Tagged: Motion (physics)

What if the world used hydraulic power?

Electricity is awesome.  It used to be, back in olden days, that if you wanted to get mechanical power, you would build a giant windmill and then use that mechanical motion to do something like mill wheat.  That’s where the “mill” part of windmill comes from. You either had to have your own windmill or share one with other farmers.  The awesome thing about electricity is that you can transfer that energy over vast distances and then use it for whatever you want. In short, electricity is universal.  What if we, as the human race, had never discovered electricity?  Would we the industrial revolution never have happened? What else could act as a universal portable source of energy? The problem boils down to this:

1. How do you convert mechanical energy in one form, like wind or water turbines, into another useful form, like plowing a field or mixing cookie dough?

2. How do you move mechanical energy over vast distances?

My first thought would be to take a rotating disk and move it from one location to another. But even the fastest rotating things I’ve seen only rotate for at most 10 minutes, which doesn’t leave much time to move it a long distance. But then the answer, an answer, hit me.

Water.

Think about it, water in pipes could have replaced electricity.  You could harness the energy in flowing water and pipe it from one location to another, satisfying both conditions above.  Yes hydraulic power is analogous to electrical power.

Tetlow_High_Pressure_boiler_TM153

It would probably be best to keep the system closed so that you don’t lose any water. The whole system needs less maintenance that way.  But then you’re left with the problem of extracting energy from a closed system.  You could do the same thing that we do for electricity today, use oscillating pressure/voltage. Imagine that instead of a power outlet you had a vibrating membrane that you could connect a hose to. That hose would power your device by converting that mechanical energy to whatever mechanical motion you needed.

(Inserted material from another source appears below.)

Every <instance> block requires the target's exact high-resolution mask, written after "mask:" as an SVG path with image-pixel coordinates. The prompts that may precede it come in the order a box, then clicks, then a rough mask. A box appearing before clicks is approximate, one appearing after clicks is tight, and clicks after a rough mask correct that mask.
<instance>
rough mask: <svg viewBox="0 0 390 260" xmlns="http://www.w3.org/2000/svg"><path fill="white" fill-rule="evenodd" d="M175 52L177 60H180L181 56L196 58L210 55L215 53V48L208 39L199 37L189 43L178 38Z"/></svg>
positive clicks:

It’s no surprise that this hydraulic power acts synonymous to electricity. Electricity is essentially electrons flowing through pipes, i.e. wires. Electrical inductors are like coils of pipe that store a large mass of moving water, that is inertia, and capacitors are like elastic membranes placed between two sections of pipe. The equations of motion are identical.  A one way valve could act as a diode and pressure dependent valves could even act as logic gates, closing off a tube if the pressure is high, 0, and opening the tube when the pressure is low, 1.  So we could even build a computer using hydraulics! That’s pretty freakin’ amazing.

There are some draw backs. If you wanted to power your house by storing a tank of water on top of your house, say 3 meters off of the ground, you would need a pipe of a diameter of 7 or 8 cm(about 3 inches) to produce 1000 Watts.  That’s much bigger than an electrical wire but not unreasonable.

I wonder how thick the pipe would have to be to send hundreds of megawatts thousands of miles away without more than a few percent energy loss? I don’t know the answer but I have some thoughts about how to minimize energy loss. You would want to minimize motion as to reduce energy loss from friction and so you would naturally use very large pressures in transmitting energy long distances hydraulically. This is exactly what we already do with electricity. We step up the voltage to ridiculously high values, about 100,000 volts compared to the 120 volts that I use in my home power outlet (I live in the U.S.). Energy is force times distance and so if the pressure is high, the force is very high and the distance moved doesn’t have to be large to transmit a lot of power.  Frictional force times distance the water moves is the frictional energy loss and frictional force doesn’t depend on pressure. So by maximizing pressure, we minimize the percentage of energy lost due to friction.

Imagine a world powered by hydraulic power? People into steam punk would love this world! I want to experiment with this. Maybe I should experiment with hydraulic systems? What do you think? I don’t know about you, but I’m getting excited about making some stuff using hydraulics.